# Week 07 — Requests Session + Caching + Reproducibility

**Time budget:** ~2 hours  
**Goal:** Use sessions, headers, caching strategy, and reproducible runs; introduce pathlib and configs.

**Theme (PhD focus):** Human factors of privacy & security — scraping public pages (privacy policies, cookie notices, security help pages, standards/regulator guidance) and extracting *UX-relevant* signals.

---


## Deliverables
- A completed notebook with working code
- A dataset variable (`rows` or `df`) saved to disk (CSV/JSON depending on week)
- 3–5 bullet reflection grounded in human factors/privacy-security research


## Responsible scraping note (important)
We will only scrape **public pages** and keep the volume small.
- Prefer a few pages, not thousands
- Respect robots.txt/Terms of Service when you scale later
- Avoid collecting personal data
- Add delays for politeness when doing multi-page work


## Step 0 — Imports

In [None]:
import re
import time
import json
from urllib.parse import urljoin, urlparse

import requests
from bs4 import BeautifulSoup

import pandas as pd
import matplotlib.pyplot as plt

## Step 1 — Implement caching and demonstrate it works

In [None]:
from pathlib import Path
CACHE_DIR = Path("cache_html")
CACHE_DIR.mkdir(exist_ok=True)

session = requests.Session()
session.headers.update({"User-Agent":"HF-PrivacyScraper/0.1"})

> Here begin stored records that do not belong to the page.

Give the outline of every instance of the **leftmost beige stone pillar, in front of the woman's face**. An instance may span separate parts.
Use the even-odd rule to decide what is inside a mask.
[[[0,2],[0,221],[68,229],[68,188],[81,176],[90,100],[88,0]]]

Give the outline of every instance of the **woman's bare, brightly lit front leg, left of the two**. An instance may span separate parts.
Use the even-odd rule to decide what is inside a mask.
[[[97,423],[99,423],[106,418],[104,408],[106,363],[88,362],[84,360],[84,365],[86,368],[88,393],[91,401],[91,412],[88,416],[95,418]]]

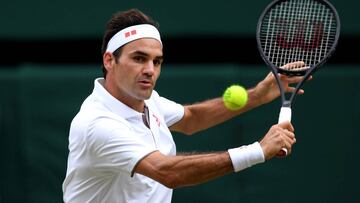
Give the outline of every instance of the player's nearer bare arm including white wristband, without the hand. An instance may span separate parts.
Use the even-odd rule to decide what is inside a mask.
[[[169,188],[196,185],[264,161],[259,143],[228,152],[165,156],[153,152],[135,169]]]

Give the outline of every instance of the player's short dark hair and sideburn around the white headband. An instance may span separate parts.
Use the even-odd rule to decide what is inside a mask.
[[[145,15],[138,9],[130,9],[127,11],[121,11],[113,14],[112,18],[106,24],[106,31],[103,36],[103,42],[101,47],[101,55],[104,55],[108,42],[116,33],[127,27],[140,24],[150,24],[159,29],[159,24],[157,22],[155,22],[153,19],[151,19],[149,16]],[[118,60],[120,54],[121,47],[113,52],[116,60]],[[102,69],[105,78],[107,71],[104,65],[102,65]]]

def cache_key(url: str) -> str:
    return re.sub(r"[^a-zA-Z0-9]+", "_", url)[:120] + ".html"

def fetch_with_cache(url: str, use_cache: bool = True) -> str:
    path = CACHE_DIR / cache_key(url)
    if use_cache and path.exists():
        return path.read_text(encoding="utf-8", errors="ignore")
    r = session.get(url, timeout=20)
    r.raise_for_status()
    path.write_text(r.text, encoding="utf-8")
    return r.text

In [None]:
url = "https://www.mozilla.org/en-US/privacy/"
html1 = fetch_with_cache(url, use_cache=True)
html2 = fetch_with_cache(url, use_cache=True)
print("Same length:", len(html1) == len(html2))
print("Cache files:", len(list(CACHE_DIR.glob("*.html"))))

## Reflection: reproducibility

- Why is caching important for research reproducibility?
- What are the risks (stale cache) and how would you mitigate them?